Kan verplaatsing energiestation doorgaan?
AlgemeenBRUMMEN – Mag Gerhard Nijenhuis zo snel mogelijk beginnen met de bouw van een energiestation aan de Kwazenboschweg in Brummen of moet hij wachten tot de Raad van State de bezwaren tegen het plan zijn behandeld. Over die vraag buigt de Raad van State zich op dit ogenblik.
De biologische boerderij De Meander, de Stichting Hogenenk en de Stichting het Anker hebben nadat de gemeenteraad een besluit had genomen over het bestemmingsplan bij het hoogste rechtscollege beroep aangetekend. Tevens is een verzoek ingediend om in afwachting van behandeling van dat beroepschrift het bestemmingsplan te schorsen. Ze willen voorkomen dat onomkeerbare ontwikkelingen plaatsvinden.
Dinsdag stonden de stichtingen, de ontwikkelaar van het plan en de gemeente Brummen tegenover staatsraad mr. E. Steendijk. Daar moesten ze uitleggen waarom het wel of geen goed plan is om aan de rand van Brummen, pal naast de gronden van de biologische boerderij, een tankstation te vestigen.
Niet ontvankelijk
Maar voordat betrokkenen aan die uitleg toekwamen, vroeg de advocaat van planontwikkelaar Nijenhuis, mevrouw De Groot, de beroepschriften niet ontvankelijk te verklaren. Ze zouden te laat zijn ingediend. De juriste verwees naar een tweetal publicaties van de gemeente Brummen. Op 10 juli heeft de gemeente Brummen het besluit van de gemeente bekendgemaakt. In die publicatie stond tot voor de eerste maak dat de crisis- en herstelwet van toepassing was. Dat zou betekenen dat binnen zes weken alle bezwaren bij de Raad van State op tafel moeten liggen. Zowel gemeenteraadsleden als belanghebbenden waren verrast. In het door de raad genomen besluit stond dat immers niet.

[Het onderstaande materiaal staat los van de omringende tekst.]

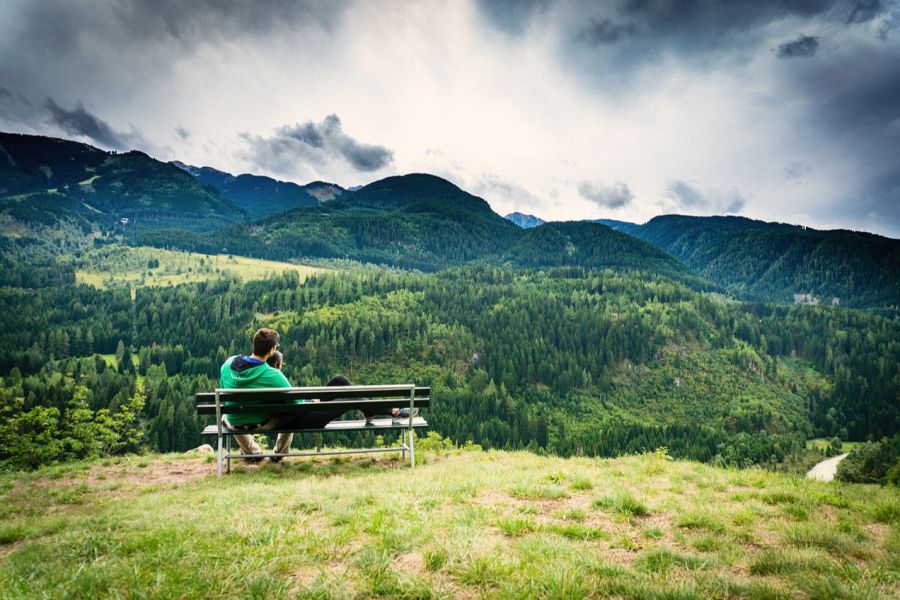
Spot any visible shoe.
[241,452,266,465]
[391,408,419,425]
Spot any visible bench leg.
[216,436,222,477]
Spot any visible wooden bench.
[197,384,431,477]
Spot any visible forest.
[0,254,900,468]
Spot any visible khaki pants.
[234,433,294,454]
[222,418,294,454]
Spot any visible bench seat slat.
[196,385,431,403]
[197,396,431,415]
[201,417,428,435]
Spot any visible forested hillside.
[171,161,322,219]
[0,255,900,472]
[140,174,714,276]
[604,215,900,310]
[0,133,247,246]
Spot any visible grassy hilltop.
[0,448,900,598]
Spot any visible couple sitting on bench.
[219,328,418,462]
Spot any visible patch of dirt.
[84,458,216,493]
[394,552,425,575]
[0,540,27,558]
[863,523,891,546]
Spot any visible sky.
[0,0,900,238]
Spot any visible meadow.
[72,245,324,289]
[0,442,900,599]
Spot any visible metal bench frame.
[197,383,430,477]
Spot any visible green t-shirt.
[219,356,303,425]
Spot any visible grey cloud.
[578,181,634,209]
[7,0,348,55]
[580,19,637,45]
[476,0,554,35]
[665,179,747,214]
[468,173,541,207]
[846,0,882,24]
[782,160,813,181]
[777,35,819,58]
[44,98,133,150]
[243,115,394,173]
[782,35,900,231]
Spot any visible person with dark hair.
[219,328,418,462]
[266,350,284,371]
[219,327,292,462]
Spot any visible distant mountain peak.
[503,212,546,229]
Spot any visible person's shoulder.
[263,363,291,387]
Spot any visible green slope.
[501,221,696,288]
[0,133,246,254]
[0,452,900,600]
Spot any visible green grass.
[75,245,323,289]
[0,450,900,599]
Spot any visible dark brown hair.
[253,327,281,356]
[266,350,284,371]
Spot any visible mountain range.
[601,215,900,307]
[0,133,900,310]
[170,160,344,219]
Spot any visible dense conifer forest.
[0,260,900,466]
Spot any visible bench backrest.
[197,384,431,415]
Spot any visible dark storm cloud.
[784,40,900,231]
[777,35,819,58]
[578,181,634,209]
[44,98,133,150]
[561,0,844,60]
[665,179,747,214]
[0,0,348,129]
[243,115,394,173]
[581,19,637,45]
[846,0,882,24]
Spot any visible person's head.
[253,327,281,360]
[266,350,284,371]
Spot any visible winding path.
[806,454,847,481]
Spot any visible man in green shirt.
[219,328,303,461]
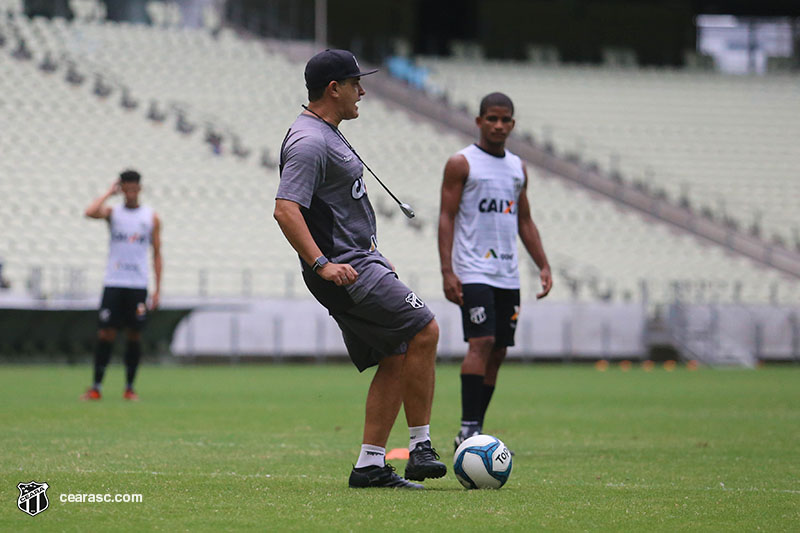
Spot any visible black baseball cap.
[305,48,378,89]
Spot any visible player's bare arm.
[439,154,469,305]
[150,213,164,309]
[84,180,121,220]
[517,166,553,299]
[273,198,358,286]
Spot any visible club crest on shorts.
[406,292,425,309]
[350,178,367,200]
[469,307,486,324]
[17,481,50,516]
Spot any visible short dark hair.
[119,170,142,183]
[479,93,514,116]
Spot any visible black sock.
[125,341,142,389]
[93,340,114,388]
[479,383,494,427]
[461,374,483,426]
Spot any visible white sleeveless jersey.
[453,144,525,289]
[104,205,153,289]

Verantwoordelijk wethouder Pouwel Inberg liet nog eens zorgvuldig naar de juridische gevolgen kijken. Op basis van dat onderzoek concludeerde het college dat een rectificatie van de publicatie nodig was. Het is volgens het college namelijk twijfelachtig of het plan, bouwen van een energiestation en op de plek van het oude tankstation vervolgens appartementen, wel onder die wet valt. Op 21 juli volgde de rectificatie en binnen zes weken na die datum lag het verzoek tot schorsing en het beroepschrift in de Haagse brievenbus van de Raad van State. “Te laat,” aldus de advocaat van de ontwikkelaar.
Veel vragen
Staatsraad Steendijk liet zich niet verleiden tot een snel oordeel over de ontvankelijkheid. Zij wilde graag antwoord op een groot aantal vragen. Waarom had de ontwikkelaar nu zoveel haast? Hij was toch al ruim tien jaar bezig en was het plan nu al klaar, zodat hij kon beginnen? Antwoorden bleven vaag. “Er worden nu onderzoeken gedaan en de laatste hand gelegd aan de aanvraag voor de omgevingsvergunning,” aldus Nijenhuis. “En,” voegde zijn advocaat daaraan toe, “als het tankstation gereed is, kan met de bouw van appartementen worden begonnen. Woningbouw is een groot maatschappelijk belang. Daar willen we ook zo snel mogelijk mee beginnen.”
Industrieterrein
“Kan het tankstation niet beter op een industrieterrein gevestigd worden? Of misschien op een meubelboulevard of nabij een winkelcentrum,” suggereerde staatsraad Steenbeek. De woordvoerder van de Stichting Hogenenk vindt van wel: “Zo’n tankstation past niet in dit groene enklandschap. Het is het foerageergebied voor de beschermde steen- en kerkuil. De hoge hagen bieden hen bescherming en we vrezen dat die straks zullen verdwijnen en daarmee ook de uilen.”
De woordvoerder van de gemeente zegt wel te hebben gezocht naar een andere locatie, maar die is in Brummen niet te vinden.
De Raad van State doet over ongeveer veertien dagen uitspraak.